When considering how to protect your mail system from spam, you’ll find that there are way too many choices in
the marketplace to be able to possibly evaluate them all. Since each solution
handles spam differently, it’s important to
understand the various methods by which spam filters
do their deeds. There are four major types of spam
technology available. I’ll discuss each here.
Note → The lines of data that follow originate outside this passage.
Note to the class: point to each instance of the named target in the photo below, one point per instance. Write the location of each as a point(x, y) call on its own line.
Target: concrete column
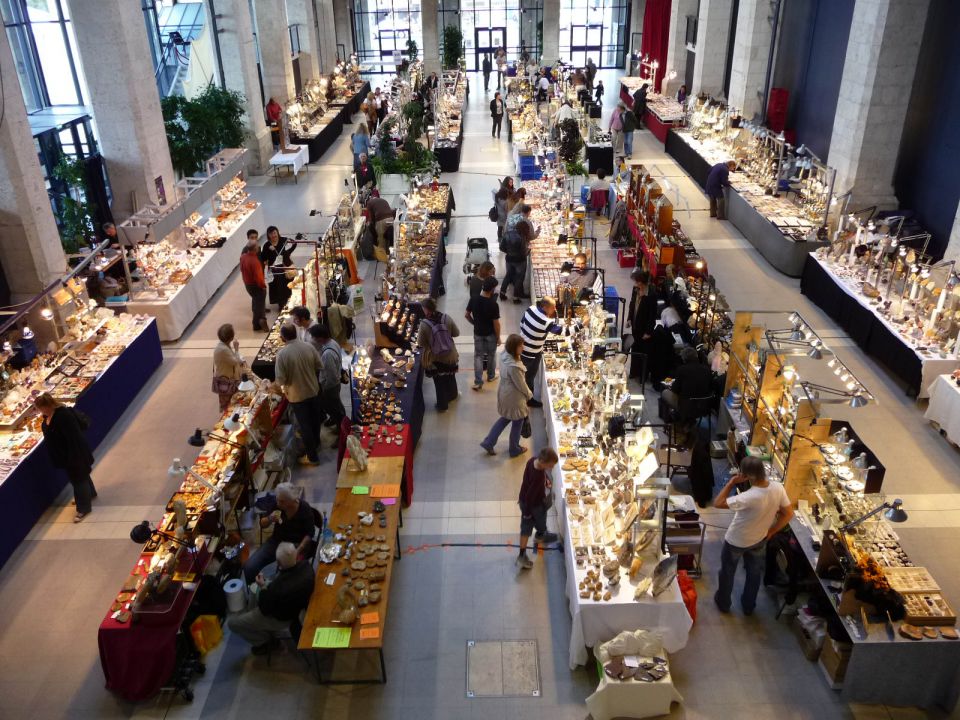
point(30, 250)
point(273, 39)
point(677, 50)
point(344, 28)
point(328, 35)
point(713, 34)
point(551, 31)
point(125, 101)
point(751, 51)
point(302, 14)
point(875, 89)
point(239, 53)
point(953, 245)
point(430, 52)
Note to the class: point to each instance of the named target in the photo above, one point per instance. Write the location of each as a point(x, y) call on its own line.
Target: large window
point(41, 37)
point(382, 26)
point(594, 29)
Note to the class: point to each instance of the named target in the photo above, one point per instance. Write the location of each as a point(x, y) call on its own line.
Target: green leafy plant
point(199, 127)
point(452, 46)
point(74, 213)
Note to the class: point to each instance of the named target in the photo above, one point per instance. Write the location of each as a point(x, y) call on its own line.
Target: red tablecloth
point(382, 449)
point(138, 658)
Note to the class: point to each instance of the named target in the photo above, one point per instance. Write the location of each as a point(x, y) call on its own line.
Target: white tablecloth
point(932, 365)
point(944, 408)
point(597, 622)
point(175, 312)
point(632, 698)
point(295, 160)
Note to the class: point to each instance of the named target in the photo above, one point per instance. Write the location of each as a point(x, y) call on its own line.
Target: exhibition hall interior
point(568, 359)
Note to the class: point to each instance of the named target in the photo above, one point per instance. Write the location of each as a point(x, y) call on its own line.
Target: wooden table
point(323, 602)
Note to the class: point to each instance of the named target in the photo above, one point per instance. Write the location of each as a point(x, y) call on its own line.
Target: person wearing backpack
point(518, 232)
point(440, 356)
point(63, 429)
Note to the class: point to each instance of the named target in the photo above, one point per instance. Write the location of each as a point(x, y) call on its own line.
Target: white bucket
point(236, 592)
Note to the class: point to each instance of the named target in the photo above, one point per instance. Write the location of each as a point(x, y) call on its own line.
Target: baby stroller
point(477, 254)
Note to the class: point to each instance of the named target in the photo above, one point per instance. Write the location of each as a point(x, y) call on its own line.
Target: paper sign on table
point(385, 490)
point(332, 637)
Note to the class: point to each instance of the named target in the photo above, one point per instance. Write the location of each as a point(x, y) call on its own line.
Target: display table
point(595, 622)
point(294, 160)
point(872, 332)
point(787, 255)
point(632, 698)
point(323, 603)
point(877, 668)
point(34, 484)
point(944, 408)
point(175, 312)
Bayesian filters use complex statistical algorithms using
existing information to determine the probability that a message can be
trusted. The term “existing information” is important as it means
that this type of solution requires a ramp-up period during which it may be
less than effective at capturing spam. However, many
people report that, once filters are trained, they do an excellent job of
canning spam with a minimal number of false
positives. Further, since by its nature, a Bayesian filters learns from its
mistakes, it generally requires less ongoing maintenance than other types of filters,
and the filter is good at adjusting its parameters to meet the needs of the
individual user. On the con side, spammers have found
ways to defeat some of the measures used by these filters. If you’ve ever
received a spam e-mail with a large number of
nonsensical words, you’ve seen this in action. By inserting enough valid words
into a message, a spammer can fool a Bayesian filter
into thinking a message is legit.

Whitelist and blacklist

If an address or domain exists on a whitelist,
the message is allowed through; in fact, only messages from addresses on the whitelist are allowed through. If, on the other hand, an
address or domain is on a blacklist, it’s blocked while all other messages are
allowed. There are a number of blacklist services-called RBLs,
for RealtimeBlackhole
Lists, that compile lists of known spammer addresses.
However, RBLs can be problematic in that if they’re
not maintained, or they’re maintained by an overzealous administrator, legit
senders might be blocked. The pro side of white and black lists is their
simplistic nature. For this kind of spam filter,
there is only the dark side and the light side. There is no in between. On the
con side, they require a huge amount of maintenance, especially for whitelists, which require an entry every time you want to
add a new allowed sender.


Very simply put, these kinds of spam filters look for certain words, such as “Viagra” and kill a message if those words are present.
These filters require significant administration in that each time you want to
block a new word, you need to create a rule. Further, spammers have found it child’s play to get around these
kinds of filters. They use a variety of ways to do this. One way is to make the
word still readable, but different. For example: “V.i.a.g.r.a”
Sure you can create a rule that blocks that version too, but spammers have gotten even sneakier. In some cases, you
might look at the word “V.i.a.g.r.a” and
wonder why your filter didn’t catch it. If you copy and paste the word into
Word and change the font size to something larger, you’ll notice that the spammers don’t use periods between the letters at all.
Instead, they use a variety of characters with a font size of 1 so that they
look like a period, but can get past filters.


In a desperate move to thwart spammers,
some new spam systems require senders to basically
prove that they are allowed to send mail to someone. Before a person using this
system receives a message, the sender must visit a web site and answer some
questions. The pro is that this system virtually eliminates spam.
The con is that it’s a pain in the neck for legitimate senders.